Mythology buffs, lovers, and all casual explorers of the art center will enjoy this site-specific, temporary wall painting by Kay Rosen. Rosen is well-known for her conceptually-charged text work that most often deals with the mechanics of language. Located along the building’s clandestine south stairwell, Don’t Look Back is one of her more playful works and activates the complex transitional space by recalling a tragic love story from greek myth.
About Kay Rosen
Kay Rosen is celebrated for her large-scale text works, which manipulate words both formally and in their connotation. Born in Corpus Christi, Texas, she lives between Gary, Indiana, New York, and Chicago, where she taught at the School of the Art Institute of Chicago for 24 years. Rosen’s work is featured in the collections of the Art Institute of Chicago; Museum of Modern Art and Whitney Museum of Art, NY among others.
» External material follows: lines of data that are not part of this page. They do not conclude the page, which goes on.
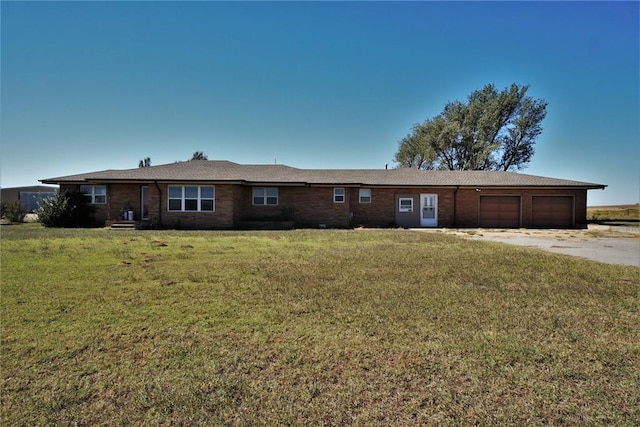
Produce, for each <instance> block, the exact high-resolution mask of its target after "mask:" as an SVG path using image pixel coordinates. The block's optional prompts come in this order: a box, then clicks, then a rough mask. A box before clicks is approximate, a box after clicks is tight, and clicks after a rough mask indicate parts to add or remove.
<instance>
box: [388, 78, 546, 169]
mask: <svg viewBox="0 0 640 427" xmlns="http://www.w3.org/2000/svg"><path fill="white" fill-rule="evenodd" d="M528 89H529V86H518V85H517V84H512V85H511V86H510V87H508V88H505V89H503V90H500V91H499V90H497V89H496V88H495V86H494V85H487V86H485V87H484V88H482V89H481V90H476V91H474V92H472V93H471V94H470V95H469V96H468V98H467V102H460V101H455V102H450V103H448V104H447V105H446V106H445V107H444V110H443V111H442V113H440V114H439V115H437V116H435V117H433V118H431V119H428V120H426V121H425V122H424V123H419V124H416V125H414V127H413V128H412V129H411V131H410V132H409V134H408V135H407V136H406V137H404V138H403V139H402V140H401V141H400V142H399V145H398V151H397V152H396V155H395V159H394V160H395V161H396V162H397V163H398V164H399V165H400V167H413V168H418V169H451V170H503V171H507V170H518V169H522V168H523V167H525V166H526V165H527V164H528V163H529V162H530V161H531V157H532V156H533V153H534V145H535V142H536V138H537V137H538V135H540V133H541V132H542V127H541V125H540V124H541V122H542V120H543V119H544V117H545V116H546V114H547V111H546V108H547V103H546V102H545V101H544V100H542V99H534V98H532V97H530V96H527V90H528Z"/></svg>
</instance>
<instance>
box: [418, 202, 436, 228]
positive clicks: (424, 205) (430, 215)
mask: <svg viewBox="0 0 640 427" xmlns="http://www.w3.org/2000/svg"><path fill="white" fill-rule="evenodd" d="M420 226H421V227H437V226H438V195H437V194H421V195H420Z"/></svg>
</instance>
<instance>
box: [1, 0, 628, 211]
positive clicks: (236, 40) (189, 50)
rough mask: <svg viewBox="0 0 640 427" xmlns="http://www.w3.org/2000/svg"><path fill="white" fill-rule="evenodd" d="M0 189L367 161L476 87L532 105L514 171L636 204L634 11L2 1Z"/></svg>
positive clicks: (260, 2)
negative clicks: (201, 169)
mask: <svg viewBox="0 0 640 427" xmlns="http://www.w3.org/2000/svg"><path fill="white" fill-rule="evenodd" d="M0 7H1V14H2V29H1V31H2V34H1V35H2V38H1V47H2V51H1V55H2V57H1V59H2V69H1V71H2V87H1V91H2V99H1V100H2V110H1V119H2V122H1V126H2V127H1V134H0V136H1V143H2V145H1V154H2V157H1V158H2V160H1V166H2V175H1V178H2V180H1V184H2V186H3V187H13V186H21V185H35V184H38V182H37V180H38V179H44V178H50V177H54V176H60V175H68V174H74V173H81V172H89V171H96V170H103V169H125V168H132V167H137V165H138V161H139V160H140V159H142V158H144V157H151V160H152V164H154V165H158V164H162V163H170V162H174V161H176V160H187V159H189V158H190V157H191V155H192V154H193V152H194V151H197V150H198V151H204V152H205V153H206V154H207V155H208V156H209V159H212V160H213V159H225V160H231V161H234V162H238V163H262V164H269V163H274V162H276V161H277V162H278V163H283V164H287V165H290V166H294V167H300V168H351V169H355V168H383V167H384V166H385V164H387V163H388V164H389V165H390V166H392V165H393V160H392V159H393V156H394V153H395V151H396V149H397V145H398V141H399V140H400V139H402V138H403V137H404V136H405V135H406V134H407V133H408V132H409V130H410V128H411V126H412V125H413V124H414V123H418V122H422V121H424V120H425V119H427V118H430V117H433V116H434V115H436V114H438V113H439V112H440V111H442V108H443V107H444V105H445V104H446V103H447V102H449V101H454V100H464V99H466V96H467V95H468V94H469V93H470V92H471V91H473V90H475V89H480V88H481V87H483V86H484V85H485V84H488V83H493V84H495V85H496V86H497V87H498V88H504V87H506V86H508V85H509V84H511V83H517V84H520V85H525V84H528V85H531V89H530V95H532V96H533V97H536V98H544V99H545V100H546V101H547V102H548V104H549V105H548V107H547V118H546V119H545V121H544V122H543V127H544V131H543V133H542V135H541V137H540V138H539V139H538V142H537V144H536V154H535V155H534V157H533V161H532V162H531V164H530V165H529V167H528V168H527V169H525V170H524V171H523V172H524V173H529V174H534V175H543V176H551V177H556V178H566V179H575V180H581V181H588V182H596V183H602V184H607V185H608V186H609V187H608V188H607V189H606V190H604V191H601V190H597V191H590V192H589V204H590V205H602V204H618V203H636V202H638V201H640V124H639V122H640V108H639V98H640V83H639V81H640V77H639V73H640V70H639V55H640V53H639V51H640V48H639V42H638V40H639V30H638V21H639V18H640V16H639V3H638V2H603V3H598V2H567V3H557V2H532V3H523V2H492V3H489V2H473V3H466V2H443V3H440V2H403V3H386V2H350V3H343V2H330V3H308V2H278V3H268V2H265V3H263V2H260V3H244V2H241V3H235V2H233V3H227V2H224V3H222V2H188V3H181V2H99V3H96V2H37V3H33V2H6V1H3V2H2V3H1V5H0Z"/></svg>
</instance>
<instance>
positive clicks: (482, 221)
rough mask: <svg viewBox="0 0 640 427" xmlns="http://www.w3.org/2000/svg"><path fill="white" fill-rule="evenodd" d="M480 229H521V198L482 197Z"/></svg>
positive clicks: (512, 196)
mask: <svg viewBox="0 0 640 427" xmlns="http://www.w3.org/2000/svg"><path fill="white" fill-rule="evenodd" d="M480 227H490V228H493V227H495V228H518V227H520V196H482V197H480Z"/></svg>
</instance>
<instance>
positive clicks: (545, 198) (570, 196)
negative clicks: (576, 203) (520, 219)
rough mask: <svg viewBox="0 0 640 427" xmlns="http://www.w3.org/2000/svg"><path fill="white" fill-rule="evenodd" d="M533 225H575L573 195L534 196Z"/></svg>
mask: <svg viewBox="0 0 640 427" xmlns="http://www.w3.org/2000/svg"><path fill="white" fill-rule="evenodd" d="M531 225H532V226H533V227H540V228H571V227H573V197H571V196H534V197H533V200H532V212H531Z"/></svg>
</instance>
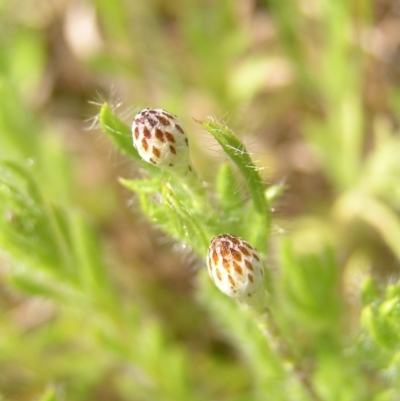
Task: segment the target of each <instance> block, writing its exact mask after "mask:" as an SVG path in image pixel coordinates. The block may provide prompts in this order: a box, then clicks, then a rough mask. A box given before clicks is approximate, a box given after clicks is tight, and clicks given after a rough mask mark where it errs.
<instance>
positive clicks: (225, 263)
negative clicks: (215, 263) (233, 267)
mask: <svg viewBox="0 0 400 401" xmlns="http://www.w3.org/2000/svg"><path fill="white" fill-rule="evenodd" d="M222 265H223V266H224V269H225V270H226V271H228V272H229V270H231V265H230V263H229V262H228V261H227V260H226V259H222Z"/></svg>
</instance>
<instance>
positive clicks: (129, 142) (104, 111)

Her work has been show in many institutions, including the Museum of Contemporary Art, Los Angeles; Museum of Contemporary Art, Chicago; Aspen Art Museum; The New Museum of Contemporary Art, NY; MIT List Visual Arts Center, Cambridge, MA; Witte de With Centre for Contemporary Art, Rotterdam, Holland; Museum of Contemporary Art, Sydney; Whitney Museum of American Art, NY; and Hirshorn Museum, Washington, D.C.